The role of Tregs in pulmonary fibrosis remains controversial. Kotsianidis et al. and Shimizu et al. showed that a decrease in the number of Tregs was associated with the progression of lung fibrosis in IPF [33, 34]. In contrast, Reilkoff et al. showed that the number of Sema 7a+ Tregs was increased in the peripheral blood of IPF patients and that Sema 7a+ Tregs induced lung fibrosis in TGF-β1 transgenic mice [35]. Lo Re et al. showed that Tregs promoted lung fibrosis in a silica-induced murine lung fibrosis model [36]. Conflicting results have also been observed for Tregs in BLM-induced pulmonary fibrosis models. While some reports have shown that Tregs alleviated fibrosis [37, 38], Birjandi et al. showed that Tregs exacerbated fibrosis [39]. Birjandi et al.’s study elegantly demonstrated that the increase in the number of Tregs with administration of IL-2 complex or adoptive transfer of Tregs at BLM administration exacerbated lung fibrosis. The same study showed that this was caused by changes in Tregs from a protective to damaging phenotype during the inflammatory phase. Given that FICZ enhanced the accumulation of CD4+Foxp3+ Tregs in the lungs of BLM-treated mice during the inflammatory phase only and that BLM induced the accumulation of CD4+Foxp3+ Tregs in this lung fibrosis model (Fig. 6c), increasing the number of protective Tregs during the inflammatory phase with FICZ as shown in the present study may lead to weaken the inflammation and result in the alleviation of pulmonary fibrosis. Furthermore, because AhR signaling affects the plasticity of T cells [11, 14], modulating AhR signaling with its ligands may be an effective strategy for increasing the protective Treg population. Later administration of FICZ after week 1 can also increase Tregs at week 3; however, considering inflammation is provoked within the first week and subsided thereafter in BLM-induced mouse model [18], expanding Tregs at week 3 may not be beneficial.
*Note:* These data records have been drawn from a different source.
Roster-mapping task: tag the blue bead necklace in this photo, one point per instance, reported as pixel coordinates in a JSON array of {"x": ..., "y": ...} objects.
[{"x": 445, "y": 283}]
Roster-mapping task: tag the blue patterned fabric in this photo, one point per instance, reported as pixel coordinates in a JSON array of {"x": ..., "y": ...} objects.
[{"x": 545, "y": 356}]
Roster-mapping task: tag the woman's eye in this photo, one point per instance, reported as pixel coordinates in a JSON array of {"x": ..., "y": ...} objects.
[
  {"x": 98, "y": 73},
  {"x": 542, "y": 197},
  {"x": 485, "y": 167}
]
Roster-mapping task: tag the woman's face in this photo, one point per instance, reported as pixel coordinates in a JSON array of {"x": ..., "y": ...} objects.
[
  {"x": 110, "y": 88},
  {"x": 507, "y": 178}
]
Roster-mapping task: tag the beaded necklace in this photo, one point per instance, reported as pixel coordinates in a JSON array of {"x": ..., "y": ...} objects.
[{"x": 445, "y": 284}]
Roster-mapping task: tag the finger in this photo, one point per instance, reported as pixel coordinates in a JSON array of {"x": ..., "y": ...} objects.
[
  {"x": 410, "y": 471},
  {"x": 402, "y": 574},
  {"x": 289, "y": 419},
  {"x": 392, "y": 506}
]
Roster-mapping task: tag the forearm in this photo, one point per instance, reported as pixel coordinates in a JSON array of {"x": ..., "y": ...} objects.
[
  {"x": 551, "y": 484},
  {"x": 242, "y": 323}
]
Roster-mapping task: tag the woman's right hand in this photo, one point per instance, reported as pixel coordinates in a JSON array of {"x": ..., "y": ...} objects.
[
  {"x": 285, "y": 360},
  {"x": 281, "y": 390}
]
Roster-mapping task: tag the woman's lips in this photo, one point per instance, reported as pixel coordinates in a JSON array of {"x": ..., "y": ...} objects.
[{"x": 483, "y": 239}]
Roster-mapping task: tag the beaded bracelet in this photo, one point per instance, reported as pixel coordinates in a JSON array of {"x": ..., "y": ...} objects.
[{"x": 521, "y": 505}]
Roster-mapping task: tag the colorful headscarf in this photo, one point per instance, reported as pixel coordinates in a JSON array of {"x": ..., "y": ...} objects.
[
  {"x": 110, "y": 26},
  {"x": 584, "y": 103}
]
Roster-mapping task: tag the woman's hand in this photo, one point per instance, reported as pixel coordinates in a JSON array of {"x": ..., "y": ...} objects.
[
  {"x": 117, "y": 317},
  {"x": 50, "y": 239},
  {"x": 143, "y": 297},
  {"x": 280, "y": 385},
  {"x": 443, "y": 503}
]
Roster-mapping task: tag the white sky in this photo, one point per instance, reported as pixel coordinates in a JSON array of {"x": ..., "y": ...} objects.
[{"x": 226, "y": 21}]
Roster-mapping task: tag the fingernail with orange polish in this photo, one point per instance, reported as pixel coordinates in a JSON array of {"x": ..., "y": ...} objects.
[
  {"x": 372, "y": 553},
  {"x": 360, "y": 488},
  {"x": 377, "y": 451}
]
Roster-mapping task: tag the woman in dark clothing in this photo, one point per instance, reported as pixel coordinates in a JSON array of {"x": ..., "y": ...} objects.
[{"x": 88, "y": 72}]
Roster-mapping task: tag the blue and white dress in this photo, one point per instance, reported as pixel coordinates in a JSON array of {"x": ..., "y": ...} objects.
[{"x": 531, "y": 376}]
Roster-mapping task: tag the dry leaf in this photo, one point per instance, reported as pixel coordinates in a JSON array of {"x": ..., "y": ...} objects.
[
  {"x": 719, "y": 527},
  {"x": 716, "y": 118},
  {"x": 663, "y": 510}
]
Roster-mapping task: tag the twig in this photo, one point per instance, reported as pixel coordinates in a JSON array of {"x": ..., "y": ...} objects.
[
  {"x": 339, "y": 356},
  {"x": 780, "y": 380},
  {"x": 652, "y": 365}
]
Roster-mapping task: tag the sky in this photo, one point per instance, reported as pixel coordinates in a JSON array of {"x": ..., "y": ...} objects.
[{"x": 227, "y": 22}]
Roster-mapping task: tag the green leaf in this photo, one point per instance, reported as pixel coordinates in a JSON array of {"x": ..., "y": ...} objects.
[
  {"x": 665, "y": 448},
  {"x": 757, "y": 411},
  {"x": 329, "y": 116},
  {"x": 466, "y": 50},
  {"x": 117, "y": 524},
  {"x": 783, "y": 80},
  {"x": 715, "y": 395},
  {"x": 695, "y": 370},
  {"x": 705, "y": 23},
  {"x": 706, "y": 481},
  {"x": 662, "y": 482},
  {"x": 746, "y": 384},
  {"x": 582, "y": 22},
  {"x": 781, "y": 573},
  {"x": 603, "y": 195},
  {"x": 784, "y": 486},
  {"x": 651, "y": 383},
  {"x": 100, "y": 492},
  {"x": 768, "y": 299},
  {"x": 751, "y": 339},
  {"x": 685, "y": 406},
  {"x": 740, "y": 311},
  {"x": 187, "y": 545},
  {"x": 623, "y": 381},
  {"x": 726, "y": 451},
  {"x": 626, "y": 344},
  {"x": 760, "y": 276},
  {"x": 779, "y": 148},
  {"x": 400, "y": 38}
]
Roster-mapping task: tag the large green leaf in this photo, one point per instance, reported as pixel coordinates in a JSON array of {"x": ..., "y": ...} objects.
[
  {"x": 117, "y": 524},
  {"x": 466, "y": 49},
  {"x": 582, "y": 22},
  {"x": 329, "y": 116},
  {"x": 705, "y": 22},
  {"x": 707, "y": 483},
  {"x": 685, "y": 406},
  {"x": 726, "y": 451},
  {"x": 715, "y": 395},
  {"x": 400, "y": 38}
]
Our study has several limitations. First, the BLM-induced mouse model does not completely recapitulate IPF and/or connective tissue disease-associated interstitial lung diseases (CTD-ILD). Although it is still controversial whether inflammation plays a substantial role in the pathogenesis, especially in IPF, as reflected by a lack of efficacy of anti-inflammatory therapy on IPF prognosis, this model has been used as a model of IPF [40] and inflammation is still thought to have a potential role and also a trigger of the process. Furthermore, anti-inflammatory therapies such as glucocorticoids, cyclophosphamide, and mycophenolate are effective against CTDs with ILD [1, 2]. Thus, we believe that our finding will be a benefit for these fibrotic lung diseases but may be more suitable for CTD-ILD than IPF. Second, while we showed that FICZ increased the number of CD4+Foxp3+ Tregs and reduced inflammatory T cell subsets such as CD4+IFNγ+ T cells and γδ+IL-17A+ T cells, we could not perform the functional analysis of these cell subsets directly, especially induction of fibrosis, due to difficulties with their isolation of infiltrating cells in the lungs whose number was quite limited.

Conclusion

This study showed that FICZ, a natural AhR ligand, alleviated lung fibrosis and improved survival in a BLM-induced mouse model. Notably, FICZ increased the number of CD4+Foxp3+ Tregs and reduced inflammatory T cell subsets such as CD4+IFNγ+ T cells and γδ+IL-17A+ T cells in the lungs of BLM-treated mice. Allowing for several limitations, our study uniquely sheds light on the association between AhR and fibrosis with a focus on the immune system, especially T cell immunity. Taken together, our results indicate that the immunological changes induced by AhR stimulation may contribute to attenuating lung fibrosis induced by BLM.